The key to efficiently numerically solving this sort of differential equation is to understand the size/scale of the various derivatives. If the second derivative is consistently small, a linear (simple Euler) integration can provide a decent prediction at a reasonably large range step. As the second derivative increases, the range step must be reduced and/or the second derivative must be included in the calculation for each range step; midpoint is one way to do this. If the third derivative is large, you need to make the steps even smaller!

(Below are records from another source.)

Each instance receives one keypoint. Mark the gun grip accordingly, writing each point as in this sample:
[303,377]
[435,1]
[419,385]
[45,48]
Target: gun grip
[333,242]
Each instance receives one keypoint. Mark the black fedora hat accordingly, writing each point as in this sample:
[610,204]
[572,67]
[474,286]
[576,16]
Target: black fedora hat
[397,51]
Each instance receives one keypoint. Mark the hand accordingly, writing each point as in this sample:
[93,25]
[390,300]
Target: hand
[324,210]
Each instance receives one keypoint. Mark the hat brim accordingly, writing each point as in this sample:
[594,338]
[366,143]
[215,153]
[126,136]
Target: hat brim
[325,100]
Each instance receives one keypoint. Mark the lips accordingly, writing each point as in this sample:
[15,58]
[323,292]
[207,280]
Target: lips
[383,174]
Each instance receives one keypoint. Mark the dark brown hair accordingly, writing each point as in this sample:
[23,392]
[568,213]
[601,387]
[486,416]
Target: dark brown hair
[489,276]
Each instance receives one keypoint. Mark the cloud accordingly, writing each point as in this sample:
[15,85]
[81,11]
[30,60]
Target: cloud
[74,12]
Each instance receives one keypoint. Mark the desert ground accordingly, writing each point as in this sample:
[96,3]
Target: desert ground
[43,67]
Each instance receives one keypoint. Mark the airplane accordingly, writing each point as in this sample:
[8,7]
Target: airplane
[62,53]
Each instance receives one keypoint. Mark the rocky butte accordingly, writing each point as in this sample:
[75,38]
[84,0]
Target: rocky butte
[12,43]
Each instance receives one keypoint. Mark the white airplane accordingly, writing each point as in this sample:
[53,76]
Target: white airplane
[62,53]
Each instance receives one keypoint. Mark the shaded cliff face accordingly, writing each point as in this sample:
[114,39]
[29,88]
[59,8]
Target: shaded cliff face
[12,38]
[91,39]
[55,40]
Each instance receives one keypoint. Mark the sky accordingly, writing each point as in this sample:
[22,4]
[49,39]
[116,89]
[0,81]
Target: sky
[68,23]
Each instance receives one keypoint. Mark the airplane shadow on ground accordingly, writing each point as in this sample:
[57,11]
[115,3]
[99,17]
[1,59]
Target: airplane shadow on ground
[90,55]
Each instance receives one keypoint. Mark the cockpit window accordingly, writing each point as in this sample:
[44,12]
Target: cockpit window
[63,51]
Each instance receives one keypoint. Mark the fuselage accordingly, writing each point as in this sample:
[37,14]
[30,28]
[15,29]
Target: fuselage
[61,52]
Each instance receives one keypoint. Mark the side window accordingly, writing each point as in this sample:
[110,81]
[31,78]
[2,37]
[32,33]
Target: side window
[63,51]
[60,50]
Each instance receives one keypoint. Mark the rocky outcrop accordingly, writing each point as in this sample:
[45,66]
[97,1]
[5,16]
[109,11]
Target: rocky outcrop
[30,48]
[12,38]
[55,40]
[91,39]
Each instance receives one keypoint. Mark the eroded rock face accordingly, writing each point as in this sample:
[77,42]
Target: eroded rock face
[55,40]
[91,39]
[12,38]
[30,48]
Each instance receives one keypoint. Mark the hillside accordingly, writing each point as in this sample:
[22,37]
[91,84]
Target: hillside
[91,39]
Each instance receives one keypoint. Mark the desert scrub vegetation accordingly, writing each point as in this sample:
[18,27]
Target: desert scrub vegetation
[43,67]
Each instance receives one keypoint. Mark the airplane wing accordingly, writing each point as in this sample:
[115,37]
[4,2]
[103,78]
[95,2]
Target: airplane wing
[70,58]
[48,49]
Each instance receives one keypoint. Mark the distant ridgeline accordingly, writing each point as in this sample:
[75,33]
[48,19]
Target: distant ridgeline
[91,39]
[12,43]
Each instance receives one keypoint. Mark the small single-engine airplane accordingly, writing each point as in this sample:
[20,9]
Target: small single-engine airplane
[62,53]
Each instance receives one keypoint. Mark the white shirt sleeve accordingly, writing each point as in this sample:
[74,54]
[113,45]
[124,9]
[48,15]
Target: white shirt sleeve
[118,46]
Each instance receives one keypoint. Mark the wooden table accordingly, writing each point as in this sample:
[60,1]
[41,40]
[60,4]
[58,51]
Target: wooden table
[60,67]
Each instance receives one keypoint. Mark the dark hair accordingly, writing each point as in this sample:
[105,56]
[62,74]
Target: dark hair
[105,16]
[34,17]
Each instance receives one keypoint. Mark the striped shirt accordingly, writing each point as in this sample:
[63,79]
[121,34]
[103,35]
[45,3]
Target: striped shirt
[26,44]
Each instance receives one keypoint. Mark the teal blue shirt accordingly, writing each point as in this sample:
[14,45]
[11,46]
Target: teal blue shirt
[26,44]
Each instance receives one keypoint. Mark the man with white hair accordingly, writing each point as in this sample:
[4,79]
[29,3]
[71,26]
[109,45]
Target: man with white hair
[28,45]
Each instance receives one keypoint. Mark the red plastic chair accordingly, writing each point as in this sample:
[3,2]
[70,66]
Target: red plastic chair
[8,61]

Fortunately, the importance of the nth derivative is scaled by 1/n!, that is, the reciprocal of n factorial (google Taylor Expansion if you aren't familiar with it).

If you want an extreme case to work with that has a simple analytic solution, try this one:

x''(t) = 2x + 2x³
Initial conditions: x(0) = 0, x'(0) = 1.

The analytic solution is simply:

x=tan t
x'=sec²t
x''=2 tant sec²t = 2tant + 2tan³t= 2x + 2x³

Using a fixed step size in t, and a finite number of terms in the Taylor expansion with Euler-like integration, the numeric solution will never reach infinity, whereas the analytic solution reaches infinity at pi/2. Try to find solutions and step sizes which suitably predict pi/2, based on x being greater than, say, 10¹⁰⁰.

Re: numerical solution of differential equations
 

It's not clear what the point of that spreadsheet is. You are using the analytical solution for x' to compute an Euler step.

You weren't intending to compare that result to the Midpoint method, were you?